3 stars out of 5
My just-finished a gin-and-tonic may have put me in a generous mood, but I'm a bit more upbeat about the latest co-authoring effort from James Patterson than others are. At the time of this writing, 93 reviewers had rated the book on Amazon.com, 38 of whom gave it just one star, 11 gave it two and 10 agree with me at three. "The book is simply drivel," one reviewer said. "This was a waste of money to me," said another.
I don't disagree with either one, but unlike a few reviewers, I managed to finish the book - and even look forward, at least somewhat, to learning how things would work out in the end. I admit I had this nagging feeling that I'd be gob-smacked with something akin to the Bob Newhart-Suzanne Pleshette "Newhart" finale, one of the most memorable in TV history (if you don't know what happened, Google it). Although I'm not one to offer spoilers, I will say nothing like that happened here, thank goodness.
This one features Benjamin, the more-than-a-little paranoid and very wealthy owner of an Internet newspaper whose mind tends to wander all over the map - movies, presidential minutia and other trivia. He's also obsessed with a beautiful woman named Diana, who has asked him to install surveillance devices in her apartment while she's gone.
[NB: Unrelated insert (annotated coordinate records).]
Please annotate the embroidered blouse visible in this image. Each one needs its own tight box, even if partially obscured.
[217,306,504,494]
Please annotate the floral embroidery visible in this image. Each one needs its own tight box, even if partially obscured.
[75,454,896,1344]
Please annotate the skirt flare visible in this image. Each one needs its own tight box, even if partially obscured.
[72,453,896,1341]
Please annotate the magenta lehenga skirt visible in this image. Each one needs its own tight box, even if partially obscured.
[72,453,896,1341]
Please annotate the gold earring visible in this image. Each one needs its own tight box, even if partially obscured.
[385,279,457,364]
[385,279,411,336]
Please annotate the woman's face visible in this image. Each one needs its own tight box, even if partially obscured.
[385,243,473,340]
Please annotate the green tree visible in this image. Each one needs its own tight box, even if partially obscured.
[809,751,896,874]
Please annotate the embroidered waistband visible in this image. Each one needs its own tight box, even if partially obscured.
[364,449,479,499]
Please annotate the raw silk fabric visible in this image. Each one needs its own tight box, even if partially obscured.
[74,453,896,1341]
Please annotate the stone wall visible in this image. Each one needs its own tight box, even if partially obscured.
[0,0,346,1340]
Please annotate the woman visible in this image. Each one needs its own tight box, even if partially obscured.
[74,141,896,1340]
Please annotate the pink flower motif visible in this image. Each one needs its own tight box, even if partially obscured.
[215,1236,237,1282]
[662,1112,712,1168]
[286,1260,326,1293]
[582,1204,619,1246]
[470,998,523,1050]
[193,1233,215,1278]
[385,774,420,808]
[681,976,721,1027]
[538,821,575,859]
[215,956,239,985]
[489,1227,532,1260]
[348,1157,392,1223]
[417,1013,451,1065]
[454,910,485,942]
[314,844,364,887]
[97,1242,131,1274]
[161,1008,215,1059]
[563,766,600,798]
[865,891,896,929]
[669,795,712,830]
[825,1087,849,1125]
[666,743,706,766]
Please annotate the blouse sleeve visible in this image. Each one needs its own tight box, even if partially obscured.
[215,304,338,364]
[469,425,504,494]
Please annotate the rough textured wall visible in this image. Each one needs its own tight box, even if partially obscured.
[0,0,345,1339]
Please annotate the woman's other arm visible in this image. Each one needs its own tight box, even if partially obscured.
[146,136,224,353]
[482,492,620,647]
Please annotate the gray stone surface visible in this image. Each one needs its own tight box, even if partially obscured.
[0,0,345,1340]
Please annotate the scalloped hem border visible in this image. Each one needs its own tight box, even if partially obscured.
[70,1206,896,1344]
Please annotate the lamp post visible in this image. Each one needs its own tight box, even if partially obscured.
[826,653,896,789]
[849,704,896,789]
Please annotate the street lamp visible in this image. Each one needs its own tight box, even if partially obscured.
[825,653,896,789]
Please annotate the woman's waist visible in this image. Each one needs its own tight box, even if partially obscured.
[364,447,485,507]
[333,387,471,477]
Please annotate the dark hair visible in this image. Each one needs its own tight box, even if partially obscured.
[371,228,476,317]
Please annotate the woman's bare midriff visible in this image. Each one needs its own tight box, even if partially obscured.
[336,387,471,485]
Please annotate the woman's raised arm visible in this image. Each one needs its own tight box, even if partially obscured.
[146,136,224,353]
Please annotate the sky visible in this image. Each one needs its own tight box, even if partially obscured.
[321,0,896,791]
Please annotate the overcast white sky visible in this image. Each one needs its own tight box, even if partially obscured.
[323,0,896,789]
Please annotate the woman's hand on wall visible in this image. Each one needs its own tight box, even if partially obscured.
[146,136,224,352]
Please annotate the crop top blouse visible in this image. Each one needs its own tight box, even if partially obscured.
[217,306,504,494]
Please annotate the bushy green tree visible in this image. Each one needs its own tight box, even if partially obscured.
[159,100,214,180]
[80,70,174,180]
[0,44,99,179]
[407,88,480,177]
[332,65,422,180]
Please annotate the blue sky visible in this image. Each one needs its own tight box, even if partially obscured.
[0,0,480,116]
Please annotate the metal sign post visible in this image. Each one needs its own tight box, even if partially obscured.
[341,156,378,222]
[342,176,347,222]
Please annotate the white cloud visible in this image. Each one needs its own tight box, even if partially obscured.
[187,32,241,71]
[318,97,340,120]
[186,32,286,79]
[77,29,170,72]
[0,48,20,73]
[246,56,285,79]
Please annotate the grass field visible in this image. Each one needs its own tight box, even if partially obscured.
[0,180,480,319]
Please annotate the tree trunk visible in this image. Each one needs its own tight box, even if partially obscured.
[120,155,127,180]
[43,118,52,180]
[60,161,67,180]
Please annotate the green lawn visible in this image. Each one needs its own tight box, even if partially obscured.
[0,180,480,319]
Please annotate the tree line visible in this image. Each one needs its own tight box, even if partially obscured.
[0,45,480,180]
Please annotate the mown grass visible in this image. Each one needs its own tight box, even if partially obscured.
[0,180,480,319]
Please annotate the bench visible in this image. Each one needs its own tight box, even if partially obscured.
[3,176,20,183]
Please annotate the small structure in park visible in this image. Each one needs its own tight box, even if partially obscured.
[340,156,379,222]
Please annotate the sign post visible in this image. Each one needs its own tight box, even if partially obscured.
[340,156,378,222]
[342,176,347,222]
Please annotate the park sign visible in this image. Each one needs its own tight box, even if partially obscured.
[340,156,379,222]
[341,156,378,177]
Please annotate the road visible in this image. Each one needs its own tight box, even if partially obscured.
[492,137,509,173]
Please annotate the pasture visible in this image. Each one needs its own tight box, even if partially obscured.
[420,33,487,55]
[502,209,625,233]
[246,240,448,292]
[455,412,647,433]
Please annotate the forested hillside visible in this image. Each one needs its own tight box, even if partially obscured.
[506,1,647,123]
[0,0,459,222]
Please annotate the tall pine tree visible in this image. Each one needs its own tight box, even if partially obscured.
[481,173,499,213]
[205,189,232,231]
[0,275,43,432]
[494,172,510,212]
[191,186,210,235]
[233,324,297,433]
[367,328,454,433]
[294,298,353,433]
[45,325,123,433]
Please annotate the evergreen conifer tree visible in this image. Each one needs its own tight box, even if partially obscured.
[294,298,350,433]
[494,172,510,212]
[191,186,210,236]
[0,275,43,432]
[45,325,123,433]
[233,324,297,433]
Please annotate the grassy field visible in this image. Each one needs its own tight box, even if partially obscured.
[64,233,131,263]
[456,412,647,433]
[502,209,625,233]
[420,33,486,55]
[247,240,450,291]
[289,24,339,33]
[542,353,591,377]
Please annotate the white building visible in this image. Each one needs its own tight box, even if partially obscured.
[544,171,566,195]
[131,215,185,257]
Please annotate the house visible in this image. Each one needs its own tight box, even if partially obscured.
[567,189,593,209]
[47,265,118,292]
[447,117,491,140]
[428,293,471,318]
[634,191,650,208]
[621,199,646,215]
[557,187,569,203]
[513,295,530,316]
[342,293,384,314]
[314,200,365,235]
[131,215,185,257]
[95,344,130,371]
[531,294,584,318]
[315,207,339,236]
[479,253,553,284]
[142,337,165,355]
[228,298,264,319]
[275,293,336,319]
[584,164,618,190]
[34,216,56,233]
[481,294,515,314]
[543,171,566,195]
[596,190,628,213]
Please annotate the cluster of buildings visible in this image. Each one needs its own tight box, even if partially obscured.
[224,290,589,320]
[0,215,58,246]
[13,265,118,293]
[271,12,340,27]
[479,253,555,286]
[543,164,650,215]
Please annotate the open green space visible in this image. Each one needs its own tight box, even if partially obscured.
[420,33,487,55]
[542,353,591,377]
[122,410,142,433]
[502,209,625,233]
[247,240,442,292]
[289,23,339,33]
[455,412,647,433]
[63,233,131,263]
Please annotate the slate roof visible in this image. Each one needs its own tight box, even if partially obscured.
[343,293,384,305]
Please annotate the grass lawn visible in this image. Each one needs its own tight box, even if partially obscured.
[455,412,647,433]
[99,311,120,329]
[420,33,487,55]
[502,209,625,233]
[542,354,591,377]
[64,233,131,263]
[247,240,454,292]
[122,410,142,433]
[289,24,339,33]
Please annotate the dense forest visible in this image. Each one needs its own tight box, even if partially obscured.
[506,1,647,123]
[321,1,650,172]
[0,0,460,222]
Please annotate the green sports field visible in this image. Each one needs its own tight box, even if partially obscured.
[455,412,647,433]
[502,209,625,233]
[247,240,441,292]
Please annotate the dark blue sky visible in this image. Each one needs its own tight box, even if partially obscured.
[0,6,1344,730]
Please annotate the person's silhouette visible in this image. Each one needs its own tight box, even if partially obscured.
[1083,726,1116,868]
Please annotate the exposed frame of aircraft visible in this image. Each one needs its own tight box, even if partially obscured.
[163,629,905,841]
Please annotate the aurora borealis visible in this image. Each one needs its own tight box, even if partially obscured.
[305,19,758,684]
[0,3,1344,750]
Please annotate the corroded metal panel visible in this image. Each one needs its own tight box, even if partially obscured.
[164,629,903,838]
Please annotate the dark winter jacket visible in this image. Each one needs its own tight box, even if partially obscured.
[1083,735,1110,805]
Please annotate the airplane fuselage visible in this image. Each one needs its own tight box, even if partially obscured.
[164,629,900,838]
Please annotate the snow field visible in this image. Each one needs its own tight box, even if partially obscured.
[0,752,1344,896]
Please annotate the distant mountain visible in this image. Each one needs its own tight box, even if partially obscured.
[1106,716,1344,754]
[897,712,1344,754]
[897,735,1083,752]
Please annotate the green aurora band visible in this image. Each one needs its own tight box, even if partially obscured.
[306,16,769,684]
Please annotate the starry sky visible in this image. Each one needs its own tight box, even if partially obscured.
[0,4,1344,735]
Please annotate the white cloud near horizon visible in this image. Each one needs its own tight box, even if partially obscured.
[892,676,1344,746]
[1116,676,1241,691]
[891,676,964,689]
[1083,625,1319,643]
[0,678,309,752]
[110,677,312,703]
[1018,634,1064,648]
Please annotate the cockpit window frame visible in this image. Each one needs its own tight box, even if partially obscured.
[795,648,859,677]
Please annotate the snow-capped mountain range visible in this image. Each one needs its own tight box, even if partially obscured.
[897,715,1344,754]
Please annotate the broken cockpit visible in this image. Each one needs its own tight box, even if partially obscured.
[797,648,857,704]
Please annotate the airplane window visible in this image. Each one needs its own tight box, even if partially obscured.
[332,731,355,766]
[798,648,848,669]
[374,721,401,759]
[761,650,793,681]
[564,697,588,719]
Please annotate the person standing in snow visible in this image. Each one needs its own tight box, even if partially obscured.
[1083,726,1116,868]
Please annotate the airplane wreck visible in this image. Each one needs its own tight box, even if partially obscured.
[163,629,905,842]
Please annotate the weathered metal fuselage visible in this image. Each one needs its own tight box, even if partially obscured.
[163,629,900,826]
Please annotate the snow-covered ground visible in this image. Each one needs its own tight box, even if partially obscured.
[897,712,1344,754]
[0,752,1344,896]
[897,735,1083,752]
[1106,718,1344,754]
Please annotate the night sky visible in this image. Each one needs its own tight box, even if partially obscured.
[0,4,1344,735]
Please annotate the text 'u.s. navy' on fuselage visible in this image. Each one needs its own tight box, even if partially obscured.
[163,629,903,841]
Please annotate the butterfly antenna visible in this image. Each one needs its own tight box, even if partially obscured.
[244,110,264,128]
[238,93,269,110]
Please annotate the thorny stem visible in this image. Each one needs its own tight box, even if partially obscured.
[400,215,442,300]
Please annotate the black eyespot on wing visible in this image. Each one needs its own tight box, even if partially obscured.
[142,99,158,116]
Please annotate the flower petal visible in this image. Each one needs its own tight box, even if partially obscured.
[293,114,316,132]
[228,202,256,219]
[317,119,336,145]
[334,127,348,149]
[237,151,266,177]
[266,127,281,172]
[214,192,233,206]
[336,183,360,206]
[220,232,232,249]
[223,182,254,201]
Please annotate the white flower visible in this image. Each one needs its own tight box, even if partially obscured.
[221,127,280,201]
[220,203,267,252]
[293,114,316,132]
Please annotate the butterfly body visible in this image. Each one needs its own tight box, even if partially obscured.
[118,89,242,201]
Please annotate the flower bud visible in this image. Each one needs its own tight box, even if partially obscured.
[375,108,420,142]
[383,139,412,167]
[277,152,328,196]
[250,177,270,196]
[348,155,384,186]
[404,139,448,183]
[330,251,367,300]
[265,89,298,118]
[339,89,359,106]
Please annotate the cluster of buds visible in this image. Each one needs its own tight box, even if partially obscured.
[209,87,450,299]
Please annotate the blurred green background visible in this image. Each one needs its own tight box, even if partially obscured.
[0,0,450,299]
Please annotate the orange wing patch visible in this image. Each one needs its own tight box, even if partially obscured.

As he exits the building, she comes in - only to jump off her sky-high balcony in an apparent suicide while he's still in the neighborhood.
Very soon, though, he begins to realize Diana isn't quite the perfect woman he thought - and trying to find out what really happened puts him in the crosshairs of everyone from the CIA, the Russians, the Chinese and even the U.S. President. Soon, he's convinced he's the target - even if you're paranoid, after all, it doesn't mean they're not out to get you - and the race begins to see if he can uncover the truth before he gets captured or worse, killed.
At every turn of his motorcycle, bike and even his own head, Ben spouts trivia (usually from movies) - ad nauseum. At first, it helped define his obsessive personality; but very quickly, it turned just plain annoying. By about a third of the way through, I learned to skim over those parts (one reason, no doubt, that I was able to finish the book in short order even with limited spare time). And you know what? When it came to the plot, I didn't miss a thing.
The bottom line? It's readable, but take my advice and borrow it from a library or a friend for free. Even the Kindle version at $12.74 is way too much to pay for this one.
Mistress by James Patterson and David Ellis (Little, Brown and Co., August 2013); 448 pp.